You asked in the comments about $$p = 5, a = 2, b = 3$$. In this case $$\nu(a) = \nu(b) = 0$$ so the Hilbert symbol is trivial. In order for it to be nontrivial at least one of $$\nu(a)$$ and $$\nu(b)$$ must be nonzero. For example, sticking to $$p = 5$$, if we take $$a = 2, b = 5$$ then we get

$$(1, 5)_{\xi} = \omega \left( \frac{1}{2} \bmod 5 \right) = \omega(3)$$

which is the unique $$4^{th}$$ root of unity in $$\mathbb{Z}_5$$ congruent to $$3 \bmod 5$$, and in particular primitive. Unfortunately I don't know exactly how this is identified with an element of $$\mathbb{Q}/\mathbb{Z}$$, although it must be either $$\frac{1}{4}$$ or $$\frac{3}{4}$$.
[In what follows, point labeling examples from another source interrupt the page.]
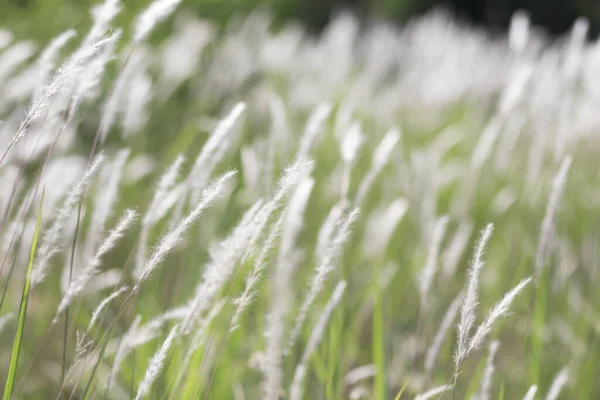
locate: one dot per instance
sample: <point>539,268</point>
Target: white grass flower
<point>91,269</point>
<point>288,256</point>
<point>381,157</point>
<point>98,311</point>
<point>530,395</point>
<point>322,270</point>
<point>500,309</point>
<point>62,81</point>
<point>468,312</point>
<point>350,147</point>
<point>432,392</point>
<point>224,258</point>
<point>171,239</point>
<point>558,384</point>
<point>244,300</point>
<point>548,224</point>
<point>313,127</point>
<point>434,350</point>
<point>518,34</point>
<point>154,14</point>
<point>103,15</point>
<point>381,226</point>
<point>486,383</point>
<point>152,215</point>
<point>214,149</point>
<point>50,244</point>
<point>48,57</point>
<point>314,340</point>
<point>156,364</point>
<point>104,201</point>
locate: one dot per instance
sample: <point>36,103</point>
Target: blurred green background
<point>42,19</point>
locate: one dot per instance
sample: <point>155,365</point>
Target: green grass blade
<point>14,358</point>
<point>402,389</point>
<point>379,348</point>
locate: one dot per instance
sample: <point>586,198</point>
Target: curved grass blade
<point>402,389</point>
<point>14,358</point>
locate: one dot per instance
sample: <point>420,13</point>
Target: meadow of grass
<point>373,213</point>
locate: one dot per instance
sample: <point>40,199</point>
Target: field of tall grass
<point>377,212</point>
• I've tried to decide the last question in my answer, please check if you agree. – Torsten Schoeneberg Jan 26 at 6:47

Qiaochu Yuan's answer gives good insight into computing the Hilbert symbol here, giving the result as an element of $$\mu_{p-1}(\Bbb Q_p)$$; but it avoids the machinery of cyclic (division) algebras which are sort of the original setting to define the Hasse invariant as element of $$Br(\Bbb Q_p) \simeq \Bbb Q/\Bbb Z$$. I want to amend that. It turns out that in the example at the end of his answer, whether the result is $$\frac14$$ or $$\frac34$$ depends on (some conventions, and:) which primitive $$(p-1)$$-th root of unity $$\zeta$$ you choose in the original question.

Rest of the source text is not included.